Изменить размер шрифта - +

     -- Мистер  Маккеллар, --  сказал он, --  я  имел  много  случаев высоко
оценить  ваши заслуги; а сегодня, переделывая свое завещание, я взял на себя
смелость назначить  вас одним из  своих душеприказчиков.  Я  надеюсь, что из
любви к нашему дому вы не откажетесь оказать мне и эту услугу.
     Большую  часть  дня он теперь  проводил в полудремоте,  из которой  его
подчас  было  трудно  вывести. Он,  казалось, потерял  всякий  счет  годам и
несколько  раз  (особенно при пробуждении)  принимался звать жену  и старого
слугу, самый памятник которого давно уже порос мхом.  Под присягой я показал
бы тогда,  что  он  невменяем; и тем  не менее я  еще не видывал  завещания,
настолько продуманного во всех мелочах  и обнаруживающего такое превосходное
знание людей и дел.
     Угасание  его, хотя  и заняло немного времени, совершалось постепенно и
почти неуловимо.
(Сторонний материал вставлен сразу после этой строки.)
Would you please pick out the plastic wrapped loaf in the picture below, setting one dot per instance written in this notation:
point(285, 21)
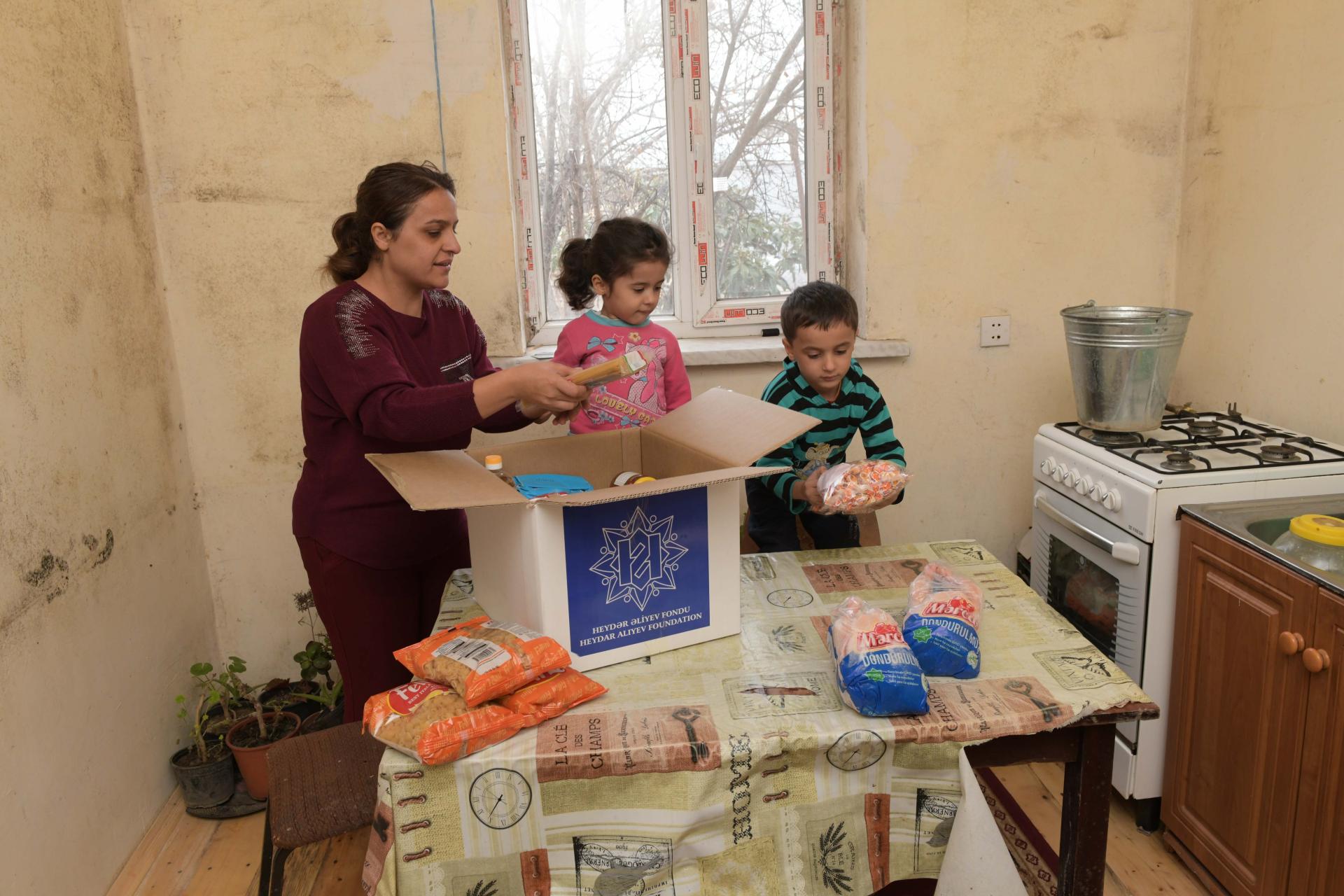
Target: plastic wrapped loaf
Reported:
point(859, 488)
point(483, 659)
point(876, 671)
point(942, 622)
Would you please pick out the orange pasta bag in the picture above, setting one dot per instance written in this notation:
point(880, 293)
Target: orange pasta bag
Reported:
point(433, 724)
point(553, 695)
point(483, 659)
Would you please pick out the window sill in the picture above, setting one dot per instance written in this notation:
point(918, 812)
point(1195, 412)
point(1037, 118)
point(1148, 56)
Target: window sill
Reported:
point(748, 349)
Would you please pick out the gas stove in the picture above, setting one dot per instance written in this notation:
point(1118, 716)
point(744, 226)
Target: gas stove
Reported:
point(1203, 442)
point(1107, 538)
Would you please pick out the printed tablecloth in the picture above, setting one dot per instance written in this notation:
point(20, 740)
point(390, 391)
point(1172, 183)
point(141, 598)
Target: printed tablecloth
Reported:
point(734, 766)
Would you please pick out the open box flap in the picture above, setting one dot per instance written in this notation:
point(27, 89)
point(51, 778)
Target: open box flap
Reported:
point(660, 486)
point(733, 428)
point(442, 480)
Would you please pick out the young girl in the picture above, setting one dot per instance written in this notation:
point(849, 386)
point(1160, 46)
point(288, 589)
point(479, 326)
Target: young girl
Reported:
point(624, 262)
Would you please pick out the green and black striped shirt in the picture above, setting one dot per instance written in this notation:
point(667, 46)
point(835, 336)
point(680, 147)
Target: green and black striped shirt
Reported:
point(858, 407)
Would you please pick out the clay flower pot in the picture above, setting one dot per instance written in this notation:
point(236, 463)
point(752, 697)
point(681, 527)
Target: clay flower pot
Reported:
point(252, 757)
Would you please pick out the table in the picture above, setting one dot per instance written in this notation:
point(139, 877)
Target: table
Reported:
point(733, 766)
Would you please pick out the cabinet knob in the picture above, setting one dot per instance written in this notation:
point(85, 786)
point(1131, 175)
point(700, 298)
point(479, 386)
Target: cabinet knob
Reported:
point(1316, 660)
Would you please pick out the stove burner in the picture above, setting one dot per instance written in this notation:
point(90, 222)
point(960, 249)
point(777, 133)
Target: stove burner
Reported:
point(1278, 453)
point(1112, 440)
point(1205, 429)
point(1179, 461)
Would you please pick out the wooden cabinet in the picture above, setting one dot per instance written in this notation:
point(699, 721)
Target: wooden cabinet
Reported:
point(1319, 832)
point(1256, 739)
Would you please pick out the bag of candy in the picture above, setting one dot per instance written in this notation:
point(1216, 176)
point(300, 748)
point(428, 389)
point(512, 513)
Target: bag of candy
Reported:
point(942, 622)
point(863, 486)
point(876, 671)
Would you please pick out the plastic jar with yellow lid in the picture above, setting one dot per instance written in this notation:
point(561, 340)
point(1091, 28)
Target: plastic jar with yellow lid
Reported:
point(1315, 539)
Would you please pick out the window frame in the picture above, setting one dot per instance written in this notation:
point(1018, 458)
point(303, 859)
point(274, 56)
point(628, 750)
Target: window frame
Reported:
point(698, 312)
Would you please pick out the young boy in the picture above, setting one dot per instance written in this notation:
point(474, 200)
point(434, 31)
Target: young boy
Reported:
point(820, 379)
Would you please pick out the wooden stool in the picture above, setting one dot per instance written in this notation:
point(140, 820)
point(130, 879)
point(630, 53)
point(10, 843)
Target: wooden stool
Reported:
point(321, 785)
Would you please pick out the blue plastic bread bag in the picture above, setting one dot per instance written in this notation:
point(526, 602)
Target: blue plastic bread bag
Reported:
point(942, 622)
point(878, 673)
point(534, 485)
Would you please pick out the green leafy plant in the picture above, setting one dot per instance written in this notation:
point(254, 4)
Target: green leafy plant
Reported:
point(316, 659)
point(223, 690)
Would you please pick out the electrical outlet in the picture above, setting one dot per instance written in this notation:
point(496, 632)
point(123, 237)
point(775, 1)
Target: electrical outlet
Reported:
point(993, 331)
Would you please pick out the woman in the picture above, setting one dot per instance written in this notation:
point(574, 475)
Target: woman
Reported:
point(391, 362)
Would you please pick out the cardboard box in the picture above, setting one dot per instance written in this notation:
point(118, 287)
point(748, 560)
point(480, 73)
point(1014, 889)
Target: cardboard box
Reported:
point(617, 573)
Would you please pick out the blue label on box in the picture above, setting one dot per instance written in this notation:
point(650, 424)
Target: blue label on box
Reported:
point(638, 570)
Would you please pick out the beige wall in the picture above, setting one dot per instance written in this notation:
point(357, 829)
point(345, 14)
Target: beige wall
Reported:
point(1262, 232)
point(1015, 160)
point(261, 120)
point(1012, 159)
point(104, 598)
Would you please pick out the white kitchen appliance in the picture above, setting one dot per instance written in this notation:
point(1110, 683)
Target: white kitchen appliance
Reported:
point(1107, 540)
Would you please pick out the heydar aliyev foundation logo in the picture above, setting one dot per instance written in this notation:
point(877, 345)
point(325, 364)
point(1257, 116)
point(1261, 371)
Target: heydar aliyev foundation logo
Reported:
point(638, 559)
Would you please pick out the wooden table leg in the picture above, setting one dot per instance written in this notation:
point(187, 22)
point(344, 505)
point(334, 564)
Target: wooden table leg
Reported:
point(1086, 814)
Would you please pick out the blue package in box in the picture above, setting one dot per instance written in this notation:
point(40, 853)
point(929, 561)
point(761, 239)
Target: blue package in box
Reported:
point(616, 573)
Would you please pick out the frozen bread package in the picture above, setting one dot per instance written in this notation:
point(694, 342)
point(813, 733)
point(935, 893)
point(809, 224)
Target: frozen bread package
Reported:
point(879, 676)
point(942, 622)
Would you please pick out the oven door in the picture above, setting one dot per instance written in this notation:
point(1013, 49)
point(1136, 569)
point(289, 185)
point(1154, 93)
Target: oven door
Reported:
point(1094, 574)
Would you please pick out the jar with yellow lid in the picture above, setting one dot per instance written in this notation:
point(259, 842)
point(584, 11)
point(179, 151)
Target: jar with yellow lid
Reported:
point(1315, 539)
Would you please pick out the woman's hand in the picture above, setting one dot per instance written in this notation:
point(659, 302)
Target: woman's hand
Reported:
point(545, 387)
point(537, 387)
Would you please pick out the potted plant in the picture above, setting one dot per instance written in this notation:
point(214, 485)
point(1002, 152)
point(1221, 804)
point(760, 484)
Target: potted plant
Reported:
point(204, 770)
point(253, 735)
point(316, 660)
point(232, 697)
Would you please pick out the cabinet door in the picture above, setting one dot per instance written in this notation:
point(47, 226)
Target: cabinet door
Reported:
point(1237, 713)
point(1319, 833)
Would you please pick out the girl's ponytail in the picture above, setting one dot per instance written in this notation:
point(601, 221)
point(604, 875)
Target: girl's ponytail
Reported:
point(615, 248)
point(575, 277)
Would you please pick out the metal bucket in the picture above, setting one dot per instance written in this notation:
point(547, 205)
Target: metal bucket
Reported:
point(1123, 359)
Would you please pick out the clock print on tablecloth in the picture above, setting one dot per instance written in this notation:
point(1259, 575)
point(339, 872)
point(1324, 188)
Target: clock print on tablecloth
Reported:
point(500, 797)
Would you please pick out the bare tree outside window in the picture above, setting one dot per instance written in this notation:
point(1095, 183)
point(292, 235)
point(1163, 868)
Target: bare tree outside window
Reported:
point(601, 122)
point(601, 133)
point(756, 111)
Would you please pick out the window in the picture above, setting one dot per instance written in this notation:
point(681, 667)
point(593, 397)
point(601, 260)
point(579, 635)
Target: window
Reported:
point(711, 118)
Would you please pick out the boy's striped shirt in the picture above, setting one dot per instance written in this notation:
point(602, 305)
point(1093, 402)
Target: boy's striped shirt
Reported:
point(858, 407)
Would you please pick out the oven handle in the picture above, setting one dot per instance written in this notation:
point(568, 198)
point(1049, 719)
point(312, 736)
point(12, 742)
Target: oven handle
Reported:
point(1119, 550)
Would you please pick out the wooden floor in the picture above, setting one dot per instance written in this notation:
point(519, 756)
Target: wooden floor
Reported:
point(188, 856)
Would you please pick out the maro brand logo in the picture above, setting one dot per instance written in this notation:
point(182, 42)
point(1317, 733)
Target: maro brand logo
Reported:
point(882, 636)
point(638, 559)
point(958, 608)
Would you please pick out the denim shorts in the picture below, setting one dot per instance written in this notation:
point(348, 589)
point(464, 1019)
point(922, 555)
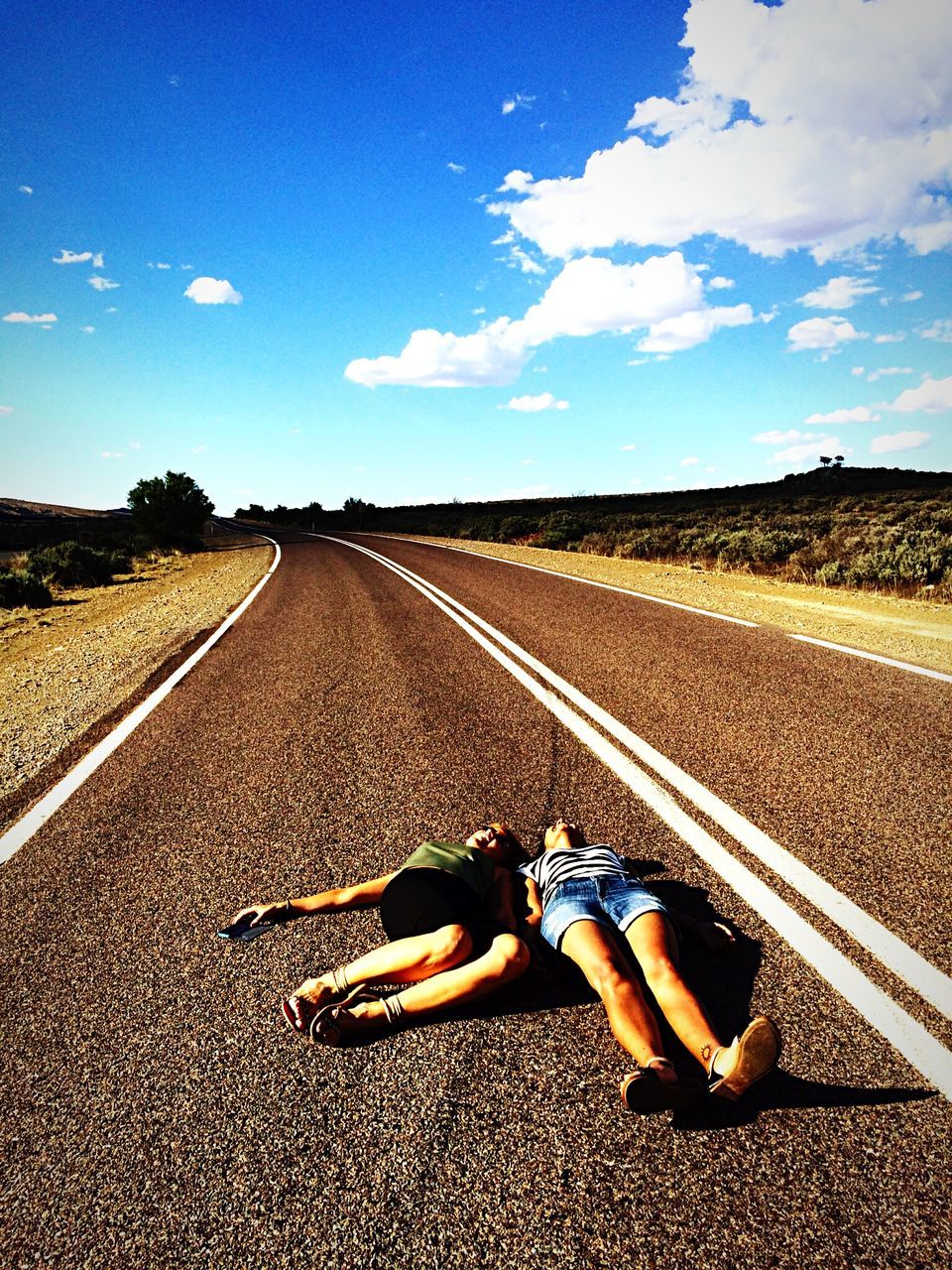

Все его способности как бы отмирали; он уже почти не владел
конечностями и был почти совершенно глух, речь его перешла в  бормотание, и,
однако, до самого конца он  проявлял  крайнюю  учтивость и мягкость, пожимал
руку каждого, кто  помогал ему, подарил мне одну из своих латинских книг, на
которой с трудом  нацарапал  мое  имя, -- словом, тысячью способов напоминал
нам  об  огромности потери, которую мы,  собственно  говоря,  уже понесли. В
самом  конце к  нему  временами возвращался  дар речи,  --  казалось, что он
просто забыл все  слова, как ребенок  забывает свой урок и время от  времени
частями вспоминает  его. В последний вечер он вдруг прервал молчание цитатой
из   Вергилия:   "Gnatique  patrisque,  alma,  precor  miserere"  [33],   --
произнесенной  ясно и  с  выражением. При неожиданном  звуке  его  голоса мы
бросили  свои занятия, но напрасно собрались мы вокруг него:  он сидел молча
и, судя по всему,  уже ничего не сознавал. Вскоре после этого  его уложили в
постель, хотя  и  с большим  трудом, чем обычно;  и  в ту же  ночь  он  тихо
скончался.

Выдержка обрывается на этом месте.